Of course your explanations which follow
make it even more clear.
I will try to fully understand them and implement them
somehow
As far as I understand :
let's say you do this
res1 = calc_N_from_PHI_N(J) ;
res2 = calc_N_from_PHI_N(num/J);
1) If res1 and res2 have no common divisor than
we have no problem.
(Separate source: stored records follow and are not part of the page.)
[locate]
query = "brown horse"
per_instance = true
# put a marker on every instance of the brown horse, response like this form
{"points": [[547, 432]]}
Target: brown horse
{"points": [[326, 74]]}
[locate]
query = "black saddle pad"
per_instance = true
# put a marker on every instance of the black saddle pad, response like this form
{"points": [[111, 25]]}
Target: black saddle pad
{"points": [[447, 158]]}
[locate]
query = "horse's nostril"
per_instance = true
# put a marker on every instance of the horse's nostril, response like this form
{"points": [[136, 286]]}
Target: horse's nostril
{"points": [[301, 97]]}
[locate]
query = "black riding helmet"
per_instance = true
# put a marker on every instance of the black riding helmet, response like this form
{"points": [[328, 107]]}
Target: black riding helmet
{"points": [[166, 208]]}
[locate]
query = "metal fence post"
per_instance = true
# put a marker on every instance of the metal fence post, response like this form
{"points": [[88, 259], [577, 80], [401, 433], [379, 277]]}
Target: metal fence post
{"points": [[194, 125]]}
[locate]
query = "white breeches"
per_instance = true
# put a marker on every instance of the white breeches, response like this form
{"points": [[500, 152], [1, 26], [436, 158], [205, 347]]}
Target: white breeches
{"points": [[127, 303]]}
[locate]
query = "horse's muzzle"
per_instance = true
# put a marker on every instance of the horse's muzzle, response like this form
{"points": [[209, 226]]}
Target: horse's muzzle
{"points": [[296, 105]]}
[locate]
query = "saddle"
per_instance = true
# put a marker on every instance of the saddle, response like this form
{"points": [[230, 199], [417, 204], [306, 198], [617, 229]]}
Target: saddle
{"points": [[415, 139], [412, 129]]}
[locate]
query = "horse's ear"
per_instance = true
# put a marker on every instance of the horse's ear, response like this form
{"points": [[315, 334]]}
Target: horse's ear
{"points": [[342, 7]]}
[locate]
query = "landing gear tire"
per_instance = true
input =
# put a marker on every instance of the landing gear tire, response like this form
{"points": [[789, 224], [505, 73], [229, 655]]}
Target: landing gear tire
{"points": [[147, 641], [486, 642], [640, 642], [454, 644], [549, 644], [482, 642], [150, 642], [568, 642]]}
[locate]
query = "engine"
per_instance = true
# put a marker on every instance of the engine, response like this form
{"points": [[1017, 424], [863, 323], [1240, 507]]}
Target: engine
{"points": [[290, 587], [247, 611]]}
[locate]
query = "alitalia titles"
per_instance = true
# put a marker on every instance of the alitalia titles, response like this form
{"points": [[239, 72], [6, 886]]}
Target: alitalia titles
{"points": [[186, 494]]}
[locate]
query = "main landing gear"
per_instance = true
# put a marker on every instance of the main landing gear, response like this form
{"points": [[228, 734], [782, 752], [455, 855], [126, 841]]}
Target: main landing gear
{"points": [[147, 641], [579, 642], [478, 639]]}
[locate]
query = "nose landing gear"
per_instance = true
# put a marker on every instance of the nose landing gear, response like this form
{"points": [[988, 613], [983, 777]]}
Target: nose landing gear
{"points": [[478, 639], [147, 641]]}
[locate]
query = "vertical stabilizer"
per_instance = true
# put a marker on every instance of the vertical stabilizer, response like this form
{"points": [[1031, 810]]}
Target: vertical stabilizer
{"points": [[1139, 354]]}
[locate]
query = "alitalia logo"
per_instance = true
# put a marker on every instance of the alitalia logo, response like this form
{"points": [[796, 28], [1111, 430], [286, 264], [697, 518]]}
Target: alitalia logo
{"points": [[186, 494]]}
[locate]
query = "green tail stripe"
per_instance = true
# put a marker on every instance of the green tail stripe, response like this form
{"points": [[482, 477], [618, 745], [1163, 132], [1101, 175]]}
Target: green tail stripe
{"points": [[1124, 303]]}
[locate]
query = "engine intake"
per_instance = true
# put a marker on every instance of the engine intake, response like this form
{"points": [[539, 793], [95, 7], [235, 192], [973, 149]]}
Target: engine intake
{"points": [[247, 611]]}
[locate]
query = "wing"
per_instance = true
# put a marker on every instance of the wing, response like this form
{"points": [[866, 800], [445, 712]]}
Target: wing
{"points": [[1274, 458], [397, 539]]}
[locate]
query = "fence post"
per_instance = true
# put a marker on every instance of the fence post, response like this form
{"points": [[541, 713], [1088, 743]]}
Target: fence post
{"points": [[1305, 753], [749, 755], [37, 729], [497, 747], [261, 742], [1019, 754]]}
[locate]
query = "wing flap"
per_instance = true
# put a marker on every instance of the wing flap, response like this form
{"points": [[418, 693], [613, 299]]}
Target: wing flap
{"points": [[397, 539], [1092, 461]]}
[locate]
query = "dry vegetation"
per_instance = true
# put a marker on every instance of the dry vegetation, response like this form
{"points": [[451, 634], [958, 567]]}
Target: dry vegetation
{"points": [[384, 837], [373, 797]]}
In this case we
generate res1*res2 and we put it in the list of
our candidates for N ( whose phi(N)==num ) .
2) If they have common divisor - than what ?!
I think in that case you assume that J has the form
(p^k) * (p-1) and you do this : assign p^(k+1) to res1
( res1 = p^(k+1) )
So ...
I. You actually generate a second candidate for res1
after the first one has failed due to the reason it has
a common divisor with res2 ?! Right ?
And then you put res2 * res1 in the list of your candidates.
( and that is the difference with what I do not - I would simply
reject it as gcd(res1, res2) != 1 )
Is that what you meant ?!
Or ...
II. maybe you check all numbers between
res1 and p^(k+1) in the case when res1 and res2 have
common divisor > 1 ?! I mean you calculate their PHI and you
check if it is equal to J ?!
This option No.II sounds less probable to me.
As you can see I'm slightly stupid so I need some more
explanations
By the way I am not sure "our algorithm" is always correct.
I mean mathematically. It's a sort of a heuristic algorithm.